I think about this in hindsight, and I hope it gives me foresight.
My mother is now a beautiful Grandmother, doting dutifully
on her quiver of adoring grandchildren, spoiling them with treats and gifts and
time spent reading on her lap. I watch my mother now, and I have to think hard,
because I don’t want another thirty years to pass by before I once again look
back and think – oh no, I missed it again. I missed her again. Her presence. Her advice. Her listening ear, her commiserating
look, her laughter. I don’t want to
forget to say thank you for the ways she is my mother now, even that I’m grown.
I’m not sure, but I think I’m still a handful.
We can take our mothers for granted, because unlike the rest
of the world, the mothers will always care.
Children will always scream in all the wrong places. They will always whine
about combing their hair. They will wheedle and beg and sometimes make scenes
in the checkout lines. But even as I fume inside as I haul my little balls of
fury to the car, to time out, to the Potty Chair AGAIN with soiled clothes… if
I give it five minutes and a dimpled smile, all wrongs are gone. Cleared. Wiped
Clean. I love them; they are mine.
So I look this Mother’s Day at my mother, and at my mother-in-law,
and my grandmother. These remarkable women who have never stopped caring,
stopped giving, stopped wanting the best for their own. Sometimes it is hard to
stop and see the person who is always standing there in front of you, who is
there -- all the time.
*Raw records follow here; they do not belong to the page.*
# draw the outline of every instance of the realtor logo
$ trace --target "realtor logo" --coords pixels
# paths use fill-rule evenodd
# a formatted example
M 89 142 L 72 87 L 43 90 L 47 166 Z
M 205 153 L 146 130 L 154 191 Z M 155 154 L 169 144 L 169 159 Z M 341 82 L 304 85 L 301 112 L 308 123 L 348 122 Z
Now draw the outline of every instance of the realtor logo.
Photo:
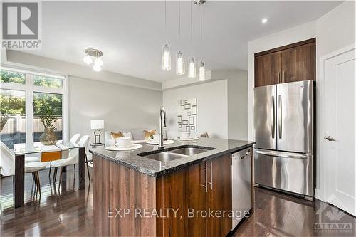
M 2 3 L 1 48 L 39 49 L 40 3 Z

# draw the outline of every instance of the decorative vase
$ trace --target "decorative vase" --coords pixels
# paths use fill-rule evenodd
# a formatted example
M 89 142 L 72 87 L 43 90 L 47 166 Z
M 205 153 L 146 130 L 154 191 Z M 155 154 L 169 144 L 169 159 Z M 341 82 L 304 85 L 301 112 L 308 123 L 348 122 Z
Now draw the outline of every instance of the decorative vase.
M 45 132 L 40 136 L 40 142 L 45 146 L 51 146 L 57 143 L 58 138 L 53 128 L 45 128 Z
Sometimes we mean to say thank you, but we’re pulling
the groceries out of the car with one hand and holding the phone with the other
while grabbing for the baby teetering off the hip. Sometimes we think that
people know how we feel, so we don’t say it. But now that I’m a mother, I think
this is wrong. Yes, I can wait 20 years to hear it from my daughter. (It’s only
fair, after all.) But I can’t wait another 20 to say those oh-so-important
words now.
To the Mothers in my life: I love you. I appreciate you.
Thank you.
And for that thing I did when I backed the Jeep into the Minivan - I really hope I don't relive that.